= Li Zhiyi =

Song dynasty poet

Li Zhiyi (李之儀; born Wudi County, Shandong; c. 1048–1127) courtesy name Duanshu (端淑) was a Song dynasty Chinese poet.

He married Hu Shuxiu (胡淑修; 1047–1105) and passed the imperial examinations in 1070 with a jinshi degree. He became a disciple and part of the Yuanyou circle that included Su Shi.

==Busuanzi==
Li's best known work, the Busuanzi (卜算子; 'Song of Divination') expresses longing in a direct and flowing way. It was included in the poetry collection 300 Song Ci (宋詞三百首).

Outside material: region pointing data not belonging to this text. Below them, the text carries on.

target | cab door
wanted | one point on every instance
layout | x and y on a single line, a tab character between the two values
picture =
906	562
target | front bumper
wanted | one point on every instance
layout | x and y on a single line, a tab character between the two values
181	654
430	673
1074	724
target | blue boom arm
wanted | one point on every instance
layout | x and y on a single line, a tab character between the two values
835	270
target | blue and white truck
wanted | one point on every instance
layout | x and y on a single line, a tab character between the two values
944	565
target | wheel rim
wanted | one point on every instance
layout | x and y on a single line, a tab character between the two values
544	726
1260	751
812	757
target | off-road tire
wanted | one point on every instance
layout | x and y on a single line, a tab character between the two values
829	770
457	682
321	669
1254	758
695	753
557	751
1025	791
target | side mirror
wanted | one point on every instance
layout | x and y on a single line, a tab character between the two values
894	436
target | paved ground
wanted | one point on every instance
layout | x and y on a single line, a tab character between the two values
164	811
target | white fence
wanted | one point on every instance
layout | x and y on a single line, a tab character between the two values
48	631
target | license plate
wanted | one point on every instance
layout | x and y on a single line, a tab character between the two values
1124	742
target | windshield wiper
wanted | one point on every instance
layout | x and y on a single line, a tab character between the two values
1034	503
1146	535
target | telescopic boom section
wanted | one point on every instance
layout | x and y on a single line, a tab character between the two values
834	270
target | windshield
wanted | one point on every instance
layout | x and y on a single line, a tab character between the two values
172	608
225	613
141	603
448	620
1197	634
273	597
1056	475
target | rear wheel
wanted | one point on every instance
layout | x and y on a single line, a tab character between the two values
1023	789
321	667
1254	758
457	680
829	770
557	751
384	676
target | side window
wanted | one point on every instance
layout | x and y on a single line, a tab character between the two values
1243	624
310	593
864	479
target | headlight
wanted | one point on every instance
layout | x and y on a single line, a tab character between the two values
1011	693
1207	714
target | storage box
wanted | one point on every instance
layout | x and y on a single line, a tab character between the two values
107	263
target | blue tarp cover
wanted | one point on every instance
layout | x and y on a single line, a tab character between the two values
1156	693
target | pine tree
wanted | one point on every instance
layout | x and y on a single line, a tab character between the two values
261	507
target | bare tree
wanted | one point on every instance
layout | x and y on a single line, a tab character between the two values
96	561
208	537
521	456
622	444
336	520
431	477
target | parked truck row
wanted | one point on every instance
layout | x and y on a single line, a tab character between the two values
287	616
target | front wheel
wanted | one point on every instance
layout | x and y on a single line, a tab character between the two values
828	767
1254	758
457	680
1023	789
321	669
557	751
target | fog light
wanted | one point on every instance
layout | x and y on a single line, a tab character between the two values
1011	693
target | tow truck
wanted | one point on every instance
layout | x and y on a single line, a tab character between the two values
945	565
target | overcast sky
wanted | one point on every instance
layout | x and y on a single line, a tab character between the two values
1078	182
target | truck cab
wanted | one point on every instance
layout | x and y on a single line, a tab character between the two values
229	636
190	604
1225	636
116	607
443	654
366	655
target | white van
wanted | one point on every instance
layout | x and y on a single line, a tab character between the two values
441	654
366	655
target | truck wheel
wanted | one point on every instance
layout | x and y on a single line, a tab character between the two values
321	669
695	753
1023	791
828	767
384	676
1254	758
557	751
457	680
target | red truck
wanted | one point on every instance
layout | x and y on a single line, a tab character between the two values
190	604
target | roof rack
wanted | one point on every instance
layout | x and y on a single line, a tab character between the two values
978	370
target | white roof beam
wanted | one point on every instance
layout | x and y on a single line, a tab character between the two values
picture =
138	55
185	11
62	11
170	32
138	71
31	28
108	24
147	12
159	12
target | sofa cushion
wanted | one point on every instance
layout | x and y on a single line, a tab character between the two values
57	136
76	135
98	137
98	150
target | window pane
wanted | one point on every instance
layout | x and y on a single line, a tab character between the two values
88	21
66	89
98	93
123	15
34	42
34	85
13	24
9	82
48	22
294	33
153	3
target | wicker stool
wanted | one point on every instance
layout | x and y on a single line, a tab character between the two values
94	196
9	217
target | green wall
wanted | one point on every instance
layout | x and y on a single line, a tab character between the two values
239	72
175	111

| 中文 | English Translation |
|---|---|
| 我住長江頭 君住長江尾 日日思君不見君 共飲長江水 此水幾時休 此恨何時已 只願君心似我心 定不負相思意 | I live where the Long River starts, And you live where the Long River ends. Day after day I dream of you, though you’re not in view— We both drink from the same stream. When will this river finally come to rest? When will this sorrow finally set me free? If only your heart were like my heart, I would not betray this longing we share. |

===Popular Culture===
Its first verse is referenced in the science fiction The Three-Body Problem.